Among the elements to consider in reaching customers is:
- Getting found
- Content marketing- develop a content marketing campaign that focuses on the right message, through the right channel, at the right time to reach your target market. Creating valuable content on a consistent basis is an essential business decision for success in any market, regardless of whether you’re attempting to reach consumers online or off.
- SEO- developing great content helps connect with consumers, but you need to ensure consumers find your content. On search, that means optimizing the SEO-value of your digital marketing to ensure your links show up first in search results. Since SEO involves implementing a strategy to optimize a complex and rapidly changing set of factors that make up the search algorithms of companies like Google, it often makes sense to hire an SEO consultant to help manage your strategy for search.
3. Build relationships with consumers, employees, and other stakeholders.
Customer relationships are the most valuable resource a company has, thus building and maintaining those relationships deserves significant consideration as an essential business decision for success. After all, when your brand fails in any aspect of your business, and, that’s bound to happen occasionally, a strong relationship weathers the storm. Here are some tactics for building strong relationships with customers, employees, and other stakeholders [source]:
- Open communication – two-way communication that shows respect, value, and consideration go a long way toward building relationships. Tailoring messaging to different target audiences and, when possible, using personalization in your messaging helps build strong relationships.
- Meet or exceed expectations – keep your promises realistic and strive to always exceed your promises
- Recognize the value of your customers – using loyalty programs, thanking customers for positive feedback, and addressing concerns or requests as quickly as possible go a long way toward building strong relationships.
Hire the right people – hiring is a big part of achieving success in any venture. After all, you can’t build good relationships with customers when your employees don’t demonstrate concern for customers and treat them well. In manufacturing or other businesses where customers never see employees, hiring still contributes to innovativeness, conscientiousness, and dedication, which improve products and lower costs. There are plenty of tips and techniques to help you hire the perfect employees.
4. Keep costs reasonable
Remember we started this post by mentioning the lean process and its focus on value? Well, so far we’ve mainly discussed the benefits part of the value equation. Costs are the other element in that equation and deserve some consideration.
Although price isn’t the overriding concern in many purchase decisions, keeping prices reasonable makes your products more competitive and discourages new entrants into your market.
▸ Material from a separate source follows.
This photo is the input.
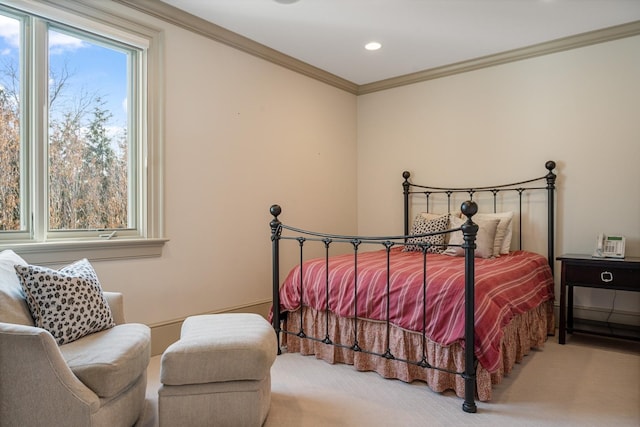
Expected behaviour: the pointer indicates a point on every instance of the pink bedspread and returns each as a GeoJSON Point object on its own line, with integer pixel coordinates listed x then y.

Regardless of which method used to determine price, a firm’s costs figure into the final price somewhere. Keeping those costs as low as possible while limiting the impact of these decisions on the final product helps keep prices down.
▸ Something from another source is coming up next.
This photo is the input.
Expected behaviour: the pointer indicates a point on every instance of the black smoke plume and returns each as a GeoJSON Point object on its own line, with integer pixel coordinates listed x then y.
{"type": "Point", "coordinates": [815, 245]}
Leveraging your resources by outsourcing as much as possible reduces costs. Leveraging involves renting rather than buying, hiring consultants rather than employees, and buying rather than making whenever possible until economies of scale justify these expenditures.
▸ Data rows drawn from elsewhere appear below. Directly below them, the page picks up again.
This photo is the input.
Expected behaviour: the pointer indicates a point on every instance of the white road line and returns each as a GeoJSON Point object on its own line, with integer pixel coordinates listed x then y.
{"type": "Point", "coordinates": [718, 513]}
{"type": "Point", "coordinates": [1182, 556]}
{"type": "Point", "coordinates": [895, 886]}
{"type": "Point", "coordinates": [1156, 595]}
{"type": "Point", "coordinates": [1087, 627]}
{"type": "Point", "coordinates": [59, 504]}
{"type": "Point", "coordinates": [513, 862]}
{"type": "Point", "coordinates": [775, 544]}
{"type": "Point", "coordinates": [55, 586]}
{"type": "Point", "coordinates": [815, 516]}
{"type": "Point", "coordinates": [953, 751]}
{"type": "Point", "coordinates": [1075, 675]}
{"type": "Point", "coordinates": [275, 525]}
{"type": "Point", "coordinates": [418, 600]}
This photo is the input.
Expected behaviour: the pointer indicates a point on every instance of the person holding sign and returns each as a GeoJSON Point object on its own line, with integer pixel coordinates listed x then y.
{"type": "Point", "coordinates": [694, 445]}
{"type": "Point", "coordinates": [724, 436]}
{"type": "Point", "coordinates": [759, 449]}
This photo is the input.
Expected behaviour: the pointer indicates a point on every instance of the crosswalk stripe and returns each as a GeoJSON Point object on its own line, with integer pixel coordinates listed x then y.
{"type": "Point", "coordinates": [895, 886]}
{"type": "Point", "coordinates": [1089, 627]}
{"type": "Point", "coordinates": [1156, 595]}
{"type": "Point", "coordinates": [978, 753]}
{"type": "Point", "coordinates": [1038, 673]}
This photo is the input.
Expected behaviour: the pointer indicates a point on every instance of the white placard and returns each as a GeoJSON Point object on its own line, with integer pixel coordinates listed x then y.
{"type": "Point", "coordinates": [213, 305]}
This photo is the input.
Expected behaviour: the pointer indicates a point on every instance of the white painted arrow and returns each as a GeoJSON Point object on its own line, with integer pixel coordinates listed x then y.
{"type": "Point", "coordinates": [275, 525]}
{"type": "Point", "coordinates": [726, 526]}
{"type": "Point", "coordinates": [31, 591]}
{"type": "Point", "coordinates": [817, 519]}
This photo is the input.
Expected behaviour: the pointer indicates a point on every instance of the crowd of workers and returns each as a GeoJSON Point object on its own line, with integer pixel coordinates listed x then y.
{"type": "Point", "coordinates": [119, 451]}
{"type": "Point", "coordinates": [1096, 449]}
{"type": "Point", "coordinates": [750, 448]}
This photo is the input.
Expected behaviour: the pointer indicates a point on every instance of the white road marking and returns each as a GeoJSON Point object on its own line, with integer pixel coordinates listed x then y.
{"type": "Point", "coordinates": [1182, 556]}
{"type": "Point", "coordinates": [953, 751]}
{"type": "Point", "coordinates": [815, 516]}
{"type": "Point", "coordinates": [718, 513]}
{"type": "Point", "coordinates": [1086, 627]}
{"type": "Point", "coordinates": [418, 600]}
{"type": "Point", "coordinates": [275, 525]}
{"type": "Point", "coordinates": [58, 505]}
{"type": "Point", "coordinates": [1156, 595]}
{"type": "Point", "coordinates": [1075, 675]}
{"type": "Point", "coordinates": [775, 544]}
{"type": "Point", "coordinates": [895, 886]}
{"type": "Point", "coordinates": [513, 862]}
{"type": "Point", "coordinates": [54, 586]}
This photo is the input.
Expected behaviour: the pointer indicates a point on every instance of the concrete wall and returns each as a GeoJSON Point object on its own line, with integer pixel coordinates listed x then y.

Consumers experience other costs when acquiring products. For instance, buying products without additional expenses such as travel or shipping costs makes products less costly. That’s where logistics and distribution practices come in and they are an essential business decision for success.
Final thoughts
Notice, if you have any experience with marketing, all I’ve done in this post is highlight some critical elements of the 4Ps that form the backbone of marketing:
- Product
- Price
- Promotion
- Distribution
However, rather than their common formulation as independent essential business decisions for success, I’ve reformulated them to highlight their interdependencies.
I hope you find this article valuable and welcome your comments.